I figured I had at least 10 more minutes until Mike McColgan and the Street Dogs cleared their Irish amps from the stage to make way for these gritty Swedes, but I was mistaken (or drunk and not paying attention to how much time I had). Nevertheless, although I wanted to be out in the crowd for the beginning of the Babies’ set, I was stuck in the bar, watching the first two songs through the grates while I hurriedly downed my beverage.
I could still see fairly well, though, and what I spied and heard was a mix of the comedic and the confusing. The Babies all looked like they were 80, and all dressed as if prepared to shoot through a blistering set of Motley Crue covers. Lead singer/guitarist Nicke Something Swedish sauntered onto the stage donning a leather fedora and flung it off towards the drum kit with reckless abandon during the first song to reveal an Axl Rose-like bandana. I finished my drink, threw my plastic cup behind me as haphazardly as possible, mimicking the singer and pissing off some burly oi! punker from whose sight I made it a point to quickly disappear, and squeezed out into the crowd.
The Backyard Babies play a sort of rock-with-punk-edge (what is a punk edge nowadays?…whatever). One Man Army and yes, Social Distortion, but seem to lack the charisma and outright believability of those two prior-mentioned bands. This made sense to me later when I asked myself, "How hardcore can you really be living in a country with socialized medicine, education, virtually no poverty, etc.?" The set fell as flat as many of the chests of the 16-year-old girls there to oogle Mike Ness (someone who looks like he’s 80 but is still goddamned sexy). All of the energy that the Street Dogs had built up in the air was gone, and as I entered the fray of the front and where the pit should have been, I heard yells like, "Fuck you, Nirvana," and "Hey, it’s Spinal Tap!" There were a couple people dancing toward the back, but I think they might have been the band’s parents, judging by their crunched postures and paunches.

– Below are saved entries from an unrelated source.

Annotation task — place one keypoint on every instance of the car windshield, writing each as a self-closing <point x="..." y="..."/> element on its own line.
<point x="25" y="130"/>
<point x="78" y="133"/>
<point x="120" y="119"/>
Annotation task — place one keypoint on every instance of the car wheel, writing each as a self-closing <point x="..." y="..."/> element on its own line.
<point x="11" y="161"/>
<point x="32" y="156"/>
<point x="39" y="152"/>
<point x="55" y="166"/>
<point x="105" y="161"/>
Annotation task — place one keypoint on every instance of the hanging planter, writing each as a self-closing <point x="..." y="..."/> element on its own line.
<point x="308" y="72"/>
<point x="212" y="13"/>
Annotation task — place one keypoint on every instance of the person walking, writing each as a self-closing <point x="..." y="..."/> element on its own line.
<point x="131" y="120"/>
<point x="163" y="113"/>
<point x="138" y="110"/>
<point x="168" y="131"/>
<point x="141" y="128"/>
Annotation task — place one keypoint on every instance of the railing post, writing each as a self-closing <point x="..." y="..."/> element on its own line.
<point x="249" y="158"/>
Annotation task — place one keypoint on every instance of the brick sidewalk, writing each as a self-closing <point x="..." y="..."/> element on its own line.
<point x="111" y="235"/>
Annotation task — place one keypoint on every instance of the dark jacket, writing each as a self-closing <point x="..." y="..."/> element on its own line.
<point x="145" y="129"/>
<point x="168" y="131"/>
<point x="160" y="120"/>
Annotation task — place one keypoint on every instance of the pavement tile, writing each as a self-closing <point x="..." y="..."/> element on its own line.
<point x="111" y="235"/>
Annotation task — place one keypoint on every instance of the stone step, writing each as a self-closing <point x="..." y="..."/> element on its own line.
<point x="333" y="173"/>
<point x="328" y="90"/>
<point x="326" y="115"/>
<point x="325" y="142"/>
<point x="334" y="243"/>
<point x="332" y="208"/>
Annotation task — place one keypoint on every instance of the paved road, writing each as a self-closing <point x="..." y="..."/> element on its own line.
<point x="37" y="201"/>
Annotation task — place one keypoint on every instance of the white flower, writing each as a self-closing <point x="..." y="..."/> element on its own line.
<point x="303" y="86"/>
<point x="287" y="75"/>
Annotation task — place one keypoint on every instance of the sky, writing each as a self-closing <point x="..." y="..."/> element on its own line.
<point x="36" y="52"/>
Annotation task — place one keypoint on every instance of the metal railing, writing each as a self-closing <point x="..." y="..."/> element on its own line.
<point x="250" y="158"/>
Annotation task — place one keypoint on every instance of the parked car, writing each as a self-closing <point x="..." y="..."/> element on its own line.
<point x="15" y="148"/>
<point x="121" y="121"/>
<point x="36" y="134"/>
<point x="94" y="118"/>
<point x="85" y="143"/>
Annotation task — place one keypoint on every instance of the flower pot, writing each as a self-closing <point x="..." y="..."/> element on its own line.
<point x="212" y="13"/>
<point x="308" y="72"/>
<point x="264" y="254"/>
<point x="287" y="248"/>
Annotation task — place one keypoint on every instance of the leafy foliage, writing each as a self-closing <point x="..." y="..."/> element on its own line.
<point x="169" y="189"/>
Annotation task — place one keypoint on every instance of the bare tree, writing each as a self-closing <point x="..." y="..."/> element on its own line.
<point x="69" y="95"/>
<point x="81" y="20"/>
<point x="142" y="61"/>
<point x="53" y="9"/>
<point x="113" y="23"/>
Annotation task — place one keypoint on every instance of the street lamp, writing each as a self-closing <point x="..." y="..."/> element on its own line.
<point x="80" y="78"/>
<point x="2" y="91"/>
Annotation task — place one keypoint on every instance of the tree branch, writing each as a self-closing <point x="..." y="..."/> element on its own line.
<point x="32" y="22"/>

I spent the rest of the set near the front lamenting my place in time and space and getting yelled at by jock bouncers because I was taking flash pictures without a press pass. The one here is not the most flattering (although I’m not entirely sure how much visual flattery this band could make use of) but it is one of the only ones without a big ugly bouncer face and flashlight glare in the middle of it. What a display of punk-fucking rock. The Babies finished their set with sweat dripping down their leather pants and porkchop sideburns, and by that time I had become so bummed out by the whole debacle that I only watched a few songs from the Social D set and went home, where I decided I should start listening to more hip-hop.